The drop in unemployment rate is certainly not solely caused by everyone working at a craft brewery, but the craft brewery movement may have been driven by those out of work, with no other options. This may have perfectly coincided with a perfect storm of 18-35 year-olds preferring to spend money on experiences and technology allowing for easier access to smaller businesses. Many people after losing their source of income in 2008-2009, looked to use other talents or hobbies to make ends meet.  

It should be noted that many of the states with larger drops in unemployment also have other major industries, with the explosion in tech providing jobs in states like California, Colorado, Ohio, and New York.  

In [36]:
beer_cor = unemp_change.merge(pct_change, on='State')
beer_cor

scatter = Scatter(beer_cor, x='% Change Unemp. Rate', y='% Change No. Breweries', color='#1ABC9C', 
                  title="Change in Unemp. Rate vs. Craft Beer Growth (Top 15 States)", marker='State', 
                  legend="top_left", plot_height=650, plot_width=800)

scatter.title.text_font_size = '16pt'

scatter.legend.orientation = 'horizontal'

show(scatter)

The scatter plot shows a correlation between the growth in breweries and the decline in unemployment rate. Other factors are obviously at play, but the relationship is certainly interesting.  

## CONCLUSION  

This project merely touches the surface of a very large and diverse industry. I wanted to pull together data from a variety of sources and make some broad conclusions from it. More research into production volume, the exact definitions of craft versus other brewers, and other data would need to be combined to make a more in-depth study.  

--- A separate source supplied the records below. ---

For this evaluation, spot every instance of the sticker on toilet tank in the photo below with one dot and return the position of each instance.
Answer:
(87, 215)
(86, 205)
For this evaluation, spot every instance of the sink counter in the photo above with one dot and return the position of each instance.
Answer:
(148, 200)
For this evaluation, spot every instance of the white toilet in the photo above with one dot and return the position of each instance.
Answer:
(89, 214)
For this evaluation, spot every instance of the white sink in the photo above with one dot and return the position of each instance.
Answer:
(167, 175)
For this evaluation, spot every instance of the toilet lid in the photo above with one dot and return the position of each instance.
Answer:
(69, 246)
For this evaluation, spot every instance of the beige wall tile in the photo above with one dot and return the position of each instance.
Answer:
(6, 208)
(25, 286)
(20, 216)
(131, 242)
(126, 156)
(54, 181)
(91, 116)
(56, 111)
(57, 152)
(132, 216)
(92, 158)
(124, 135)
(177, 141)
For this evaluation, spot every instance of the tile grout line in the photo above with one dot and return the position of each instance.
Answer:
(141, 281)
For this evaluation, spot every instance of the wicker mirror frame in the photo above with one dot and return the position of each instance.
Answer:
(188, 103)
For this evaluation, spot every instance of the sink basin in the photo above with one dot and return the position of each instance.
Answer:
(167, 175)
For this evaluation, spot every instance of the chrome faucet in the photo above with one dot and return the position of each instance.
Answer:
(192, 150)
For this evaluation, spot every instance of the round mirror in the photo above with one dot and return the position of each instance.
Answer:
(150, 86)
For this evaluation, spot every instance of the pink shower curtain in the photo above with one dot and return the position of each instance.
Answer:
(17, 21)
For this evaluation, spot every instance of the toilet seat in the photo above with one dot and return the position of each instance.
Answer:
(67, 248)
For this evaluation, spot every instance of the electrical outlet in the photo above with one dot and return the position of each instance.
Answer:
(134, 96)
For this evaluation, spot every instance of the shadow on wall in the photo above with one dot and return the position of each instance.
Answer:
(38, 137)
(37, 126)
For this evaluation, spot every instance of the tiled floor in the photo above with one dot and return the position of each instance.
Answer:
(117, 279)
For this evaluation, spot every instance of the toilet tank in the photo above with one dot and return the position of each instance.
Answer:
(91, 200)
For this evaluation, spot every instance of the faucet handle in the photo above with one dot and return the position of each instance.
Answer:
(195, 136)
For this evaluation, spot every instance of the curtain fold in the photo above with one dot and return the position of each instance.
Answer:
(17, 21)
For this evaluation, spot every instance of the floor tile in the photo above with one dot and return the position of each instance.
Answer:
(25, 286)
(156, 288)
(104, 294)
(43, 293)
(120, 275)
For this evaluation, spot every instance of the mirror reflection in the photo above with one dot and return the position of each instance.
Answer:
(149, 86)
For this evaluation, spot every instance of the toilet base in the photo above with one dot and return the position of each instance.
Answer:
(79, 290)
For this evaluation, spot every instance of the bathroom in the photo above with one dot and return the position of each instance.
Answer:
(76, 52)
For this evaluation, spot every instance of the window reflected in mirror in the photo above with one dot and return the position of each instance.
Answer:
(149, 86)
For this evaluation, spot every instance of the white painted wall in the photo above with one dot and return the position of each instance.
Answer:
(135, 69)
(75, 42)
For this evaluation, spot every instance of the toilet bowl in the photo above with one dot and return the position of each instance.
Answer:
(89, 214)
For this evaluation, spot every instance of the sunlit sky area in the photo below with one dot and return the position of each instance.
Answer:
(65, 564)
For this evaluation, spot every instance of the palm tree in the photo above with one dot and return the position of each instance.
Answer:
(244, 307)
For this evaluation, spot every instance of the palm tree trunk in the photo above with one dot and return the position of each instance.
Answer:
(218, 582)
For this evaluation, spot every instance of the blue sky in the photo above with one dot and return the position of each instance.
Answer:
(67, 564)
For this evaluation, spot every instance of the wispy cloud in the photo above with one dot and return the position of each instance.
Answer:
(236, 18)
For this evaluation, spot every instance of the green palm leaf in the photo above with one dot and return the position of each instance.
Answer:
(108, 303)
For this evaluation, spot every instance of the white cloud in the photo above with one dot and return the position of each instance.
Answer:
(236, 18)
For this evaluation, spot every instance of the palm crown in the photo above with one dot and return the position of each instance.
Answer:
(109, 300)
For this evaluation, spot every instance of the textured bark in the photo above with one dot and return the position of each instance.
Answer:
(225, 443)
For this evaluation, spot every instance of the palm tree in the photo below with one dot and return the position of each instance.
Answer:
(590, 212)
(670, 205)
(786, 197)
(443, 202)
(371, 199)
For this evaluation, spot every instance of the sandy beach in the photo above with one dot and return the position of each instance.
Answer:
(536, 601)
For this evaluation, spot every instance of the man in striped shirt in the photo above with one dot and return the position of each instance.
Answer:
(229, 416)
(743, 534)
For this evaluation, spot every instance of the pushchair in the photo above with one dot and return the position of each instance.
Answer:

From most of the information I have gathered, it appears that the growth of craft brewing is driven by societal changes (looking at the ratio or migration of age groups into certain states would be interesting), economic factors, and the spread of information (it's easier than ever to learn how to do almost anything because of the wealth of information available on-line).  

Mainly I have learned that beer is made and consumed in huge quantities, and that every state has some sort of beer production, with others leading the way over other states due to population size, culture, and laws on alcohol production.